Conway’s piece is obviously rooted in Handel’s, and one questions indeed if it could be performed as a stand-alone piece in its own right. It was an interesting experiment in bringing home truths to an audience via a mid-eighteenth century piece.

The Messiah was performed in the oboeless Dublin version for the 1743 premiere. Oratorio as sacred opera is a vital part of understanding Handel’s output; in the pre-concert talk, Egarr also referred to how we used to see this music, referencing the cylinders made in 1888 of Israel in Egypt at Crystal Palace (available, unbelievably, on YouTube here). With his small orchestra and 17-voice incisive choir, Egarr’s was a streamlined Messiah. Interruptive applause between movements early on threatened to make this a very long evening (the interruptions diminished although it was a long evening: advertised to finish at 9.35pm, it was 10.10pm when I exited the hall). There was also a mini-break after ‘For unto us a child is born’ in Part One.

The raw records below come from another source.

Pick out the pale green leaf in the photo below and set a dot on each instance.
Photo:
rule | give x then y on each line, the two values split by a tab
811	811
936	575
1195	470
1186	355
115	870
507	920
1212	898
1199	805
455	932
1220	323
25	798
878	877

The soloists were a nicely mixed bunch. Top of the tree, and not just in terms of range, was Mary Bevan’s exquisite, intimate soprano, so perfectly polished an instrument and with not a hint of glare as it reaches towards the higher register. While counter-tenor Reginald Mobley took time to warm up in Part One (the registral break in his voice all too obvious), his perfect lead-in to ‘O thou that tellest good tidings to Zion’ seemed to announce a personal arrival point from which there was no return. ‘He was despised’ was a highpoint of the performance in its heartfelt eloquence and declamatory power. Tenor Thomas Hobbs began the work vocally with a suave ‘Comfort ye’ and he found plenty of strength in Part Two. The experienced baritone Christopher Purves proved remarkably agile, reaching full-heat ferocity in ‘Why do the Nations’, while he was joined by the magnificently clarion trumpeter David Blackadder for ‘The Trumpet shall sound’ (as opposed to Trump shall sound, of course – he had his moment earlier on).

The AAM Chorus was a little miracle. Egarr took the chorus ‘He trusted in God’ at such a lick that it emerged as proto-Mendelssohnian in its lightness; the ‘Hallelujah’ chorus (with most but not all standing) nevertheless had heft and gravitas. The Academy orchestra itself reacted to Egarr’s energetic direction with aplomb and, at times, stunning accuracy at speed.

All in all, this was an elevating evening, a Messiah with a contemporary spin. I notice with amusement that the schools’ accompanist in the project team boasts the surname Lazarus: perhaps, though, we are not quite raising Messiah from the dead here, just enabling something of a revivification in our experience. Messiah through new eyes; if not quite revelatory, this was certainly a thought-provoking experience.